When COVID-19 impacted her earnings, she took advantage of mortgage forbearance. Her mortgage loan at that point had a balance of $294,800, with a monthly payment of $1,690 and an interest rate at 4%. The forbearance helped her get through the past year. She was ready to resume her old payment schedule.

Instead she was told by Select Portfolio Servicing Inc. (SPS), her servicing company, that she was being given a loan modification. Not asked, but told! In fact, they sent her a bill for the first month’s payment — due June 1.

But suddenly, the payment had jumped to $2,268 per month — a more than 30% increase! This “loan modification” had the same 4% interest rate as her old loan. BUT, the balance had jumped to $329,000 because they added the 12 months of skipped payments (which were mostly interest)! That’s what made the monthly payment rise so sharply.
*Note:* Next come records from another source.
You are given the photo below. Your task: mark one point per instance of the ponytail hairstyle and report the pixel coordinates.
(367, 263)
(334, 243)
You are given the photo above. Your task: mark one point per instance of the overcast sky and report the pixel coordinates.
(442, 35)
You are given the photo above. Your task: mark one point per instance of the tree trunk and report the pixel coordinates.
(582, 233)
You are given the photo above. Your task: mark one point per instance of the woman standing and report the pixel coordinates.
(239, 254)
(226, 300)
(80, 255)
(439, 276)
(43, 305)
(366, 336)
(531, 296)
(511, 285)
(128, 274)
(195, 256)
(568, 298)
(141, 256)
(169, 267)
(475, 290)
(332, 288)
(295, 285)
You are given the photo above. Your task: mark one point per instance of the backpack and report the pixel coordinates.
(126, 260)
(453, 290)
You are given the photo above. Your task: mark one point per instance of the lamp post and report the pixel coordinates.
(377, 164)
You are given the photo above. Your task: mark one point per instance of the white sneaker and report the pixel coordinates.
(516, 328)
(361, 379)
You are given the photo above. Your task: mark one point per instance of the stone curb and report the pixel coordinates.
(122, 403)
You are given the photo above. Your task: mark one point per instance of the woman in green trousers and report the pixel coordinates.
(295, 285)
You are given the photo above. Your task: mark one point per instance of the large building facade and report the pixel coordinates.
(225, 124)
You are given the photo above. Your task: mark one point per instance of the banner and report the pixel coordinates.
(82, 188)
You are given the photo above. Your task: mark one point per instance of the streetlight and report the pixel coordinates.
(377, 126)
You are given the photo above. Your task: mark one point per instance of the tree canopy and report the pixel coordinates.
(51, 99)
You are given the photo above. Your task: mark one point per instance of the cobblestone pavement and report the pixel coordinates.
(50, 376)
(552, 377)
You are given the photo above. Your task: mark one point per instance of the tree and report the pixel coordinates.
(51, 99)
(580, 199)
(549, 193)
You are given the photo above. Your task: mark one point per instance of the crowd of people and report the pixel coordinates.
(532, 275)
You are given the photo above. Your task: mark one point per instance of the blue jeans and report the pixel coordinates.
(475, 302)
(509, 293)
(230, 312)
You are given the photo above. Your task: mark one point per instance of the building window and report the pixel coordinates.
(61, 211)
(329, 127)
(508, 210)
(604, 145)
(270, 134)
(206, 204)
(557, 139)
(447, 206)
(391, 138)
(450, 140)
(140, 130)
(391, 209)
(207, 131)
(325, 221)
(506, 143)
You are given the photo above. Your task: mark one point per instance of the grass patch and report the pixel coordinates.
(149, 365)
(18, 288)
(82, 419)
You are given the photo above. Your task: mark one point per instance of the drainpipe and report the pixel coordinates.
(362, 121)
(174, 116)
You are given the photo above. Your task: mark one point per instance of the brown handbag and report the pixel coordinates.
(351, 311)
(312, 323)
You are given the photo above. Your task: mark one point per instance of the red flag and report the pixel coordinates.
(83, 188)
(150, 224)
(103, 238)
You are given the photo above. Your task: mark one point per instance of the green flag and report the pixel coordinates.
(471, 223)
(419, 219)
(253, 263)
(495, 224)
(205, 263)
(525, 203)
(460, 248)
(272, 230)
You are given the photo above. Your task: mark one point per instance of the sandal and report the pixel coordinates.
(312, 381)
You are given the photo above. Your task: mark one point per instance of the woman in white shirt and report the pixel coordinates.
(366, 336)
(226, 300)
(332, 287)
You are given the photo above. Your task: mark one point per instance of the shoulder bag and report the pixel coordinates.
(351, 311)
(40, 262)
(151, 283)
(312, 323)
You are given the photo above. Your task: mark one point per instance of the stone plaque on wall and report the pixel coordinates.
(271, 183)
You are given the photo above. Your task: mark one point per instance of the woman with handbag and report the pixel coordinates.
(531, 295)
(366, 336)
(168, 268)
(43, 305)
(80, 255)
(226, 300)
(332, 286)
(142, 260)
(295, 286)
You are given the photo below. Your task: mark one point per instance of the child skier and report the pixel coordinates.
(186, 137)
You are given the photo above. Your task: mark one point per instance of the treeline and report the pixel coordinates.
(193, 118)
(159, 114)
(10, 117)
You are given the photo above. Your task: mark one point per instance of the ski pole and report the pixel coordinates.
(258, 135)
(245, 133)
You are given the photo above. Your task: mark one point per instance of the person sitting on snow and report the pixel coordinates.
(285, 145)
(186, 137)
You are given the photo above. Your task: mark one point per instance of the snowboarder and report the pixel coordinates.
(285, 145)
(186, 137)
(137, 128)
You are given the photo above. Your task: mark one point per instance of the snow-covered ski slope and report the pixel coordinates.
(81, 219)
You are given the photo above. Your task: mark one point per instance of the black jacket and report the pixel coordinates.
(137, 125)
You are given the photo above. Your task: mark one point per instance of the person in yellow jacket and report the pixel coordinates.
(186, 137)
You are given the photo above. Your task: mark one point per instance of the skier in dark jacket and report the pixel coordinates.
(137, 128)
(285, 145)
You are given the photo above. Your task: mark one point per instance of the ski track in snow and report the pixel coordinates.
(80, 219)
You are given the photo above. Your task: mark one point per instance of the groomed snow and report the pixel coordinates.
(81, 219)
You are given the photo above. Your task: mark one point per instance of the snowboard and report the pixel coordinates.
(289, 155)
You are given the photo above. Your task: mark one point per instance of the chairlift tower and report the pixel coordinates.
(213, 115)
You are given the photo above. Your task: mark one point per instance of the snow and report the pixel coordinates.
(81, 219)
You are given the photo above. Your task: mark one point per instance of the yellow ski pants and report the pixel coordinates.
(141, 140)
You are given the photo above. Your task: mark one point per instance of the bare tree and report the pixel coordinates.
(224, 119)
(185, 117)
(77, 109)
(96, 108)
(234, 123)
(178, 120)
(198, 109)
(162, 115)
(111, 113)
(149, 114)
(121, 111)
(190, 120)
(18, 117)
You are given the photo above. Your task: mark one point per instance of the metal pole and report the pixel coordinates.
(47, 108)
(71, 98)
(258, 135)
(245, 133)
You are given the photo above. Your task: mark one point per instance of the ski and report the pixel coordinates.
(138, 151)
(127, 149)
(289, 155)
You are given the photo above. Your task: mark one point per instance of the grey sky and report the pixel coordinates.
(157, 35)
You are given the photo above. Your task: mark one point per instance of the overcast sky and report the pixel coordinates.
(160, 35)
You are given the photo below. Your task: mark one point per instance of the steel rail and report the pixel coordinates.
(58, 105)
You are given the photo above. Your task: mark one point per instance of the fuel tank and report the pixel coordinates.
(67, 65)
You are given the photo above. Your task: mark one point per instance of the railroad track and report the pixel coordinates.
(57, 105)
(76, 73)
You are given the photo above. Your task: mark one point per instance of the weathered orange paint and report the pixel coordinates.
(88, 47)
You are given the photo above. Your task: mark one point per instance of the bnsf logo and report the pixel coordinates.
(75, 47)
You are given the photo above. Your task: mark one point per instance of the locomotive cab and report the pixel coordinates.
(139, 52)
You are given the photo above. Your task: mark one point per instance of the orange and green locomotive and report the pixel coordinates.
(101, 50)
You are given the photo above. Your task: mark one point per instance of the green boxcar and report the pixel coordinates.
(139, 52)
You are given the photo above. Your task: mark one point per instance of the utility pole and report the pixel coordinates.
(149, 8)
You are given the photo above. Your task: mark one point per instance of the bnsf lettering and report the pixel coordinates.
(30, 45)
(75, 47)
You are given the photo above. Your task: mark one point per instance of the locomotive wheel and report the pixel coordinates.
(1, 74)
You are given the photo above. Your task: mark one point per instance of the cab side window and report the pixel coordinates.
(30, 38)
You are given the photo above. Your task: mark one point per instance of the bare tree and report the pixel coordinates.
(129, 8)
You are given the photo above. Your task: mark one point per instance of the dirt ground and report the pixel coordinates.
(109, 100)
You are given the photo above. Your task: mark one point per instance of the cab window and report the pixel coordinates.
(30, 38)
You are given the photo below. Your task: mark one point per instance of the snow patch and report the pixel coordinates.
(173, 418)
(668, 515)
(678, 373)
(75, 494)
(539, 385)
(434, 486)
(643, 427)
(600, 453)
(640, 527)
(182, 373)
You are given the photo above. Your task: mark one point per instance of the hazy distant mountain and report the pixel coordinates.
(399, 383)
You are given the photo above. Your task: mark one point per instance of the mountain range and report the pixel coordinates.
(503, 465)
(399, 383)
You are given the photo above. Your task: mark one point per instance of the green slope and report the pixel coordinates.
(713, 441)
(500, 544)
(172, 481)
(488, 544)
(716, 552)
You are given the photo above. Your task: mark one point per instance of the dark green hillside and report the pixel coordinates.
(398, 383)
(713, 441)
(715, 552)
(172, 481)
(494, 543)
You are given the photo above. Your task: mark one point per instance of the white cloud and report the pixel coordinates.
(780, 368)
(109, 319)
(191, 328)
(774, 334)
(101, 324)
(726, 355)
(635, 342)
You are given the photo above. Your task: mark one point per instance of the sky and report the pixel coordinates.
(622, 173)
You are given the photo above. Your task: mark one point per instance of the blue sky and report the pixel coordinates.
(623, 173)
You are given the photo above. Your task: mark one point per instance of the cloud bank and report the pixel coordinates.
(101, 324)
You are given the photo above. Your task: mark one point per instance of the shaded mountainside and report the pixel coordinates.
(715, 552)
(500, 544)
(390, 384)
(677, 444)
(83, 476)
This unilateral action violates all the FHA and HUD rules about mortgage foreclosures. Customers must be given a choice of programs — not compelled to either pay off the forbearance amount or refinance it into the balance of the loan immediately.

Mary and I were on the phone together for hours, leaving messages and requests. It was impossible to get beyond low-level, polite but powerless clerical staff. The corporate wall was impenetrable. SPS has perfected the art of insulation.
But they are not invincible to government action. This same company under a previous name (Fairbanks Capital) settled a government HUD action resulting in a $40 million refund to mortgage customers.

SPS is currently owned by Credit Suisse, which purchased the company in 2005. A 2007 settlement with HUD and the FTC included a long laundry list of specifically prohibited anti-consumer mortgage practices. Well, it appears they are at it again.

It’s time for the government to go after these mortgage servicers, reminding them of the rules — before they destroy the lives of people like Mary who are trying to rebuild after the COVID-19 pandemic. Taking early action against these predators would save a lot of pain.

Meanwhile, if you’re a homeowner who has been in mortgage forbearance, contact your servicer immediately. Don’t do a refinance that adds missed payments to your balance. Set up a resumption of your old payment schedule or discuss future extensions of forbearance. Waiting until everyone is in a panic about reinstating payments is not a good strategy. And that’s the Savage Truth.